In 1999, then French president Jacques Chirac dedicated a memorial museum which includes items recovered from what became known as the "Village of Martyrs".
 
They include watches stopped at the time the owners were burnt alive, glasses melted from intense heat and other personal items.
 
Wednesday's events were redolent of a 1984 commemoration in which then French president Francois Mitterrand and former German chancellor Helmut Kohl joined hands while attending a memorial service for fallen soldiers at Verdun.
 
The Battle of Verdun (February-December 1916) claimed the lives of more than 700,000 soldiers and came to symbolise the horror of war for both the Germans and the French. Hollande and Gauck made speeches and visited the village square, where the residents were rounded up by German troops ostensibly to have their identity papers checked. The women and children were then locked up in the church while the men were taken to a barn where machine guns waited.
 
"Our presence is much more than symbolic... it is the affirmation of a promise to always honour everywhere the principles which were flouted by the executioners of yesterday and today," Hollande said, in a seeming reference to Syrian President Bashar al-Assad.
 
"We will never forget Oradour and the other sites of barbarity," Gauck said, thanking France for its willingness to reconcile with Germany after World War II. Hebras, who was 19 at the time of the massacre and is one of three living survivors, escaped death as he was buried under the corpses of others who were machine-gunned.
 
"I was consumed by hatred and vengeance for a long time," he said, adding that Gauck's visit came at an opportune time.
 
"Any earlier would have been too soon.

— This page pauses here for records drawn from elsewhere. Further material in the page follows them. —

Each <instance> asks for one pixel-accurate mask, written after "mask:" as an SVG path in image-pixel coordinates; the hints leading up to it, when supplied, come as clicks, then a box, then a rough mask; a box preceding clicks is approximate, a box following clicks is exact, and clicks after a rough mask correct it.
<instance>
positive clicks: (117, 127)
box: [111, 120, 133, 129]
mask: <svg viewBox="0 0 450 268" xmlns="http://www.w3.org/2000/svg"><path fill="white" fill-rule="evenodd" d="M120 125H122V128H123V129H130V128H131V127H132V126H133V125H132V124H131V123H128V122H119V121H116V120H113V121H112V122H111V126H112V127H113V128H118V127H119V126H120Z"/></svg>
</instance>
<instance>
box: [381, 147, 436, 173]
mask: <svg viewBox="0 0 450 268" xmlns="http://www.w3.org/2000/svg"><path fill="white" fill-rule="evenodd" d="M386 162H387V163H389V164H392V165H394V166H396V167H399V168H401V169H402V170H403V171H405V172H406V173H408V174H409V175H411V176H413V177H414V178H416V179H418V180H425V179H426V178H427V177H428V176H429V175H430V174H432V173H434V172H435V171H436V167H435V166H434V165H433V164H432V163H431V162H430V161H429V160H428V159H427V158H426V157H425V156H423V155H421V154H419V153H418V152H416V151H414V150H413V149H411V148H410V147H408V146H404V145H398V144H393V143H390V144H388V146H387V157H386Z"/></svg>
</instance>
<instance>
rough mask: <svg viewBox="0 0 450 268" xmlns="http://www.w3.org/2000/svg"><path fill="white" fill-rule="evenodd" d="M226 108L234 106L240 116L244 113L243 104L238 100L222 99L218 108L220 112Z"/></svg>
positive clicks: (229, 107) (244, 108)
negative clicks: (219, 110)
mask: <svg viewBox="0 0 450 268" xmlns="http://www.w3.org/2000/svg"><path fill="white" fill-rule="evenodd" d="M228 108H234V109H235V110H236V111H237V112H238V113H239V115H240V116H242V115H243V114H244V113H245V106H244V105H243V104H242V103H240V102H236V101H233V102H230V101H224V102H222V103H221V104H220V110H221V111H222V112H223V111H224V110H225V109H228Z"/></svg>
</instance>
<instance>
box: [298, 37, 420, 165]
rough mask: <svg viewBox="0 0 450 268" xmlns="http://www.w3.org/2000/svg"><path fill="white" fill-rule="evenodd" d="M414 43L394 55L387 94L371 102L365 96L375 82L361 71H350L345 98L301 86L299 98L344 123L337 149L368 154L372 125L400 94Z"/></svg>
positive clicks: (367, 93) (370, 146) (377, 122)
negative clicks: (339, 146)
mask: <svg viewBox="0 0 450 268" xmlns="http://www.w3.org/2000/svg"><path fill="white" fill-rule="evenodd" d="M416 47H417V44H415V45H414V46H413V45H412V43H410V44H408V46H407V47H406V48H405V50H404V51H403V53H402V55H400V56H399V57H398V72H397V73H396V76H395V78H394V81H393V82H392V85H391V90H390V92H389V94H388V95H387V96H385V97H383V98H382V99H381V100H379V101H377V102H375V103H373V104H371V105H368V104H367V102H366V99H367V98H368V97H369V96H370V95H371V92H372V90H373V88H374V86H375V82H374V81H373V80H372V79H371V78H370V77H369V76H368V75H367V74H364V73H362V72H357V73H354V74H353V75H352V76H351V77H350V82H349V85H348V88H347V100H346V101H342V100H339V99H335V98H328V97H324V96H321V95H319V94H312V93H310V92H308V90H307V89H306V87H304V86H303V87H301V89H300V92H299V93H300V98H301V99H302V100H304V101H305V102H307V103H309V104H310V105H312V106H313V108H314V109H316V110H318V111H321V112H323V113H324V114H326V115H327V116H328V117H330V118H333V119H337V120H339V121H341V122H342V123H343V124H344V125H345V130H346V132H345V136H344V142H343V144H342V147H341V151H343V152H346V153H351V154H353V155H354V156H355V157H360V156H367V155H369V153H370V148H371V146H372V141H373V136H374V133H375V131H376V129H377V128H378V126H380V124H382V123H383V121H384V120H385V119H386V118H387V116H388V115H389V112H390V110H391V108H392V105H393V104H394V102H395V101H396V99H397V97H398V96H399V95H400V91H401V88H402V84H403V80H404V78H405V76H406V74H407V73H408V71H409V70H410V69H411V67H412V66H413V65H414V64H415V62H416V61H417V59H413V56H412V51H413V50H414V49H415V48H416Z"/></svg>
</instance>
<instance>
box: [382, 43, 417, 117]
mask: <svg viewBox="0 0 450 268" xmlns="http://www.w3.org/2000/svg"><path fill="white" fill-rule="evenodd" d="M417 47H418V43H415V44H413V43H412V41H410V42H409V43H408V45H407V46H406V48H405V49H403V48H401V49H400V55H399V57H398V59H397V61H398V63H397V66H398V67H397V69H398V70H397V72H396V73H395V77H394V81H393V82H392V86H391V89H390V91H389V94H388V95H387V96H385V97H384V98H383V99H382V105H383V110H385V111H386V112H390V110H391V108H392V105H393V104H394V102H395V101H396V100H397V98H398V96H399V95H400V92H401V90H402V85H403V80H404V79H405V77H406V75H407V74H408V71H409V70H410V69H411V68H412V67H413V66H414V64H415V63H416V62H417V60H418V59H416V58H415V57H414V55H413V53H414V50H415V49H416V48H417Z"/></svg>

We must reconcile with the Germans." Germany in 2010 reopened a war crimes case into the attack when a historian discovered documents implicating six suspects in their 80s.
 
The suspects, aged 18 and 19 at the time, allegedly ordered the inhabitants to assemble in the village square.
 
Prosecutors eventually identified 12 members of the regiment who were still alive after trawling through files of the Stasi secret police in the former communist East that came to light after German reunification in 1990.
 
A case has been opened against seven of them. The other five have already served sentences in France.
 
Gauck, a former East German human rights activist, has already paid two visits to the sites of Nazi mass killings in Europe; the Czech village of Lidice near Prague in 2012 and the Italian hamlet of Sant'Anna di Stazzema in March this year.